Exact Confidence Bounds for an Exponential Parameter under Hybrid Censoring

reading
statistics
2024
Author

Mu He

Published

May 15, 2024

The reading before reminds us the exact confidence bounds in hybrid censoring (Chen and Bhattacharyya 1987) , maybe we can compare the conditional variance here. Here we also include the discussion on (Balakrishnan and Kundu 2013).

Introduction

Type-I and Type-II censoring schemes are the two most common and popular censoring schemes. In Type-I censoring scheme, the experimental time is fixed, but the number of observed failures is a random variable. On the other hand, in Type-II censoring scheme, number of observed failures is fixed, but the experimental time is a random variable. The mixture of Type-I and Type-II censoring schemes is known as hybrid censoring scheme, and it can be described as follows. Consider the following life-testing experiment in which n units are placed on test. The lifetimes of the sample units are assumed to be independent and identically distributed (i.i.d.) random variables. Let the ordered lifetimes of these units be denoted by \(X_{1:n}, \cdots , X_{n:n}\), respectively. The test is terminated when a pre-fixed number, \(r < n\), out of n items has failed, or when a pre-fixed time, \(T\) , has been reached. In other words, the life-test is terminated at a random time \(T_∗ = min\{X_{r:n}, T \}\). It is also usually assumed that the failed units are not replaced in the experiment

Suppose \(n\) units i.i.d. exponential,

\[ f(x)=\frac{1}{\theta}\exp(-x/\theta), \quad x>0, \quad \theta>0, \] are placed for some life test, where the failed items are not replaces.

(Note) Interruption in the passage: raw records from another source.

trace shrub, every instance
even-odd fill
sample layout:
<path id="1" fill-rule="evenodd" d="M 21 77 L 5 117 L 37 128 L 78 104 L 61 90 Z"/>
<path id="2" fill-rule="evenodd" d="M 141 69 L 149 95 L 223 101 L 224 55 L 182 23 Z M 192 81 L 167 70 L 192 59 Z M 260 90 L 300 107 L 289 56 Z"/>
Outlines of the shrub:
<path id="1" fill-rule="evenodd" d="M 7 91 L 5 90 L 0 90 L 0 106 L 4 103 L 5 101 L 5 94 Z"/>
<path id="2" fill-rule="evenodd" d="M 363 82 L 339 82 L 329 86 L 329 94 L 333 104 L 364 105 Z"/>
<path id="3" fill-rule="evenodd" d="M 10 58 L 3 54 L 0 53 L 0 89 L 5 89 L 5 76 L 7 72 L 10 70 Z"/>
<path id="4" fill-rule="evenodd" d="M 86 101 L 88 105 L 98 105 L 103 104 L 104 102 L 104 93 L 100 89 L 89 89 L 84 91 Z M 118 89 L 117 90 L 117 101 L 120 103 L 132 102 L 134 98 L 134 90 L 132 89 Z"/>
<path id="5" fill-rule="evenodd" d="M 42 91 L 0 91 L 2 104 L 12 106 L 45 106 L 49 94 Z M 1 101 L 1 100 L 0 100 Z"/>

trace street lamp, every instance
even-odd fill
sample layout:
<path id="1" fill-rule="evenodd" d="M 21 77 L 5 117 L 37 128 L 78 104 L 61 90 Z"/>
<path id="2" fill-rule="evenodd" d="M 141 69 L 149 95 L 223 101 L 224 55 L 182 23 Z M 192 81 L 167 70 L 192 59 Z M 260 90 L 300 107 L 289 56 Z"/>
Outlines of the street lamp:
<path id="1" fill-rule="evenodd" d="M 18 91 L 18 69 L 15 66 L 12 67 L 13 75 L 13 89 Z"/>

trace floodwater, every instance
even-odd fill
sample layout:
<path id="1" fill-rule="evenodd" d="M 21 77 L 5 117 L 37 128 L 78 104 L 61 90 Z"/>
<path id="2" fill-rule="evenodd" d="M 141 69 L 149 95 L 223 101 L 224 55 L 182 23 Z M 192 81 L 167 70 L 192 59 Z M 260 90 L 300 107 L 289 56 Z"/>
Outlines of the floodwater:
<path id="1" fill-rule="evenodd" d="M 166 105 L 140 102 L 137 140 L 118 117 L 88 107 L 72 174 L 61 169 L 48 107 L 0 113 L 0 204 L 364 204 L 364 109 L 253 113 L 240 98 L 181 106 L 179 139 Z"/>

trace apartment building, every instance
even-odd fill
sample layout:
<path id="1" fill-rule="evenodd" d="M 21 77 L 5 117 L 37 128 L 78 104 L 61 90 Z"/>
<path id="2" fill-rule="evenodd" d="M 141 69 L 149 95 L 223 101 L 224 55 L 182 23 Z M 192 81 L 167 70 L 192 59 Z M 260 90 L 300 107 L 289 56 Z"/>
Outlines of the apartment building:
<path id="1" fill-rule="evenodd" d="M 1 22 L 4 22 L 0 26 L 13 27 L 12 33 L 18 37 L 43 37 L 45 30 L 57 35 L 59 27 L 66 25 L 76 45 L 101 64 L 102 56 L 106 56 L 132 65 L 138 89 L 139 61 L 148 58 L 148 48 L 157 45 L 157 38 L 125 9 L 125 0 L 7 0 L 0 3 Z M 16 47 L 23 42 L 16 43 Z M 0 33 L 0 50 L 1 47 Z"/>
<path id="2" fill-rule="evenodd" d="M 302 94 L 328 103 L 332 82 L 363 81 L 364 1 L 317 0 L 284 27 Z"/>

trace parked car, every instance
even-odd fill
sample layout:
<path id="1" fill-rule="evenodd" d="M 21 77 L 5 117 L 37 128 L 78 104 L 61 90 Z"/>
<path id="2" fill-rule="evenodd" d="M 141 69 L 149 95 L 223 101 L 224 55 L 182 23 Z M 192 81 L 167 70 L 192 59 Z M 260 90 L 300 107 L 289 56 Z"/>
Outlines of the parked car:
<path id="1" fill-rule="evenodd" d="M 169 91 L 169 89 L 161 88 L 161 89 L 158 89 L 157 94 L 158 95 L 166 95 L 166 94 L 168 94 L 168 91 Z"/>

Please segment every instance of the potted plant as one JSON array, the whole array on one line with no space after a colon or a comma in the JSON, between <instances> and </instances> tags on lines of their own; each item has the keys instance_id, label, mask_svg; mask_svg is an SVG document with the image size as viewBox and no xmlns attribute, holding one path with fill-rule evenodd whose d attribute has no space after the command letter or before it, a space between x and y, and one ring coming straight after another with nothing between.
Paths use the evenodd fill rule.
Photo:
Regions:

Denote \(D^*\) and \(D\), the numbers of units that would fail before \(T^*\) and \(T\), respectively, and set

\[ \begin{align} S&=\sum_{i=1}^{D^*}X_{i,n}+(n-D^*)T^* \quad &D^* >1 \\ &=nT & D^*=0 \end{align} \]

which is called total time on test. Thus, the hybrid censored data from exponential distribution.

Dicussion of \(\hat{\theta}\)

Here may be we can apply some new ideas.

References

Balakrishnan, N, and Debasis Kundu. 2013. “Hybrid Censoring: Models, Inferential Results and Applications.” Computational Statistics & Data Analysis 57 (1): 166–209.
Chen, Shu-Mei, and Gouri Bhattacharyya. 1987. “Exact Confidence Bounds for an Exponential Parameter Under Hybrid Censoring.” Communications in Statistics-Theory and Methods 16 (8): 2429–42.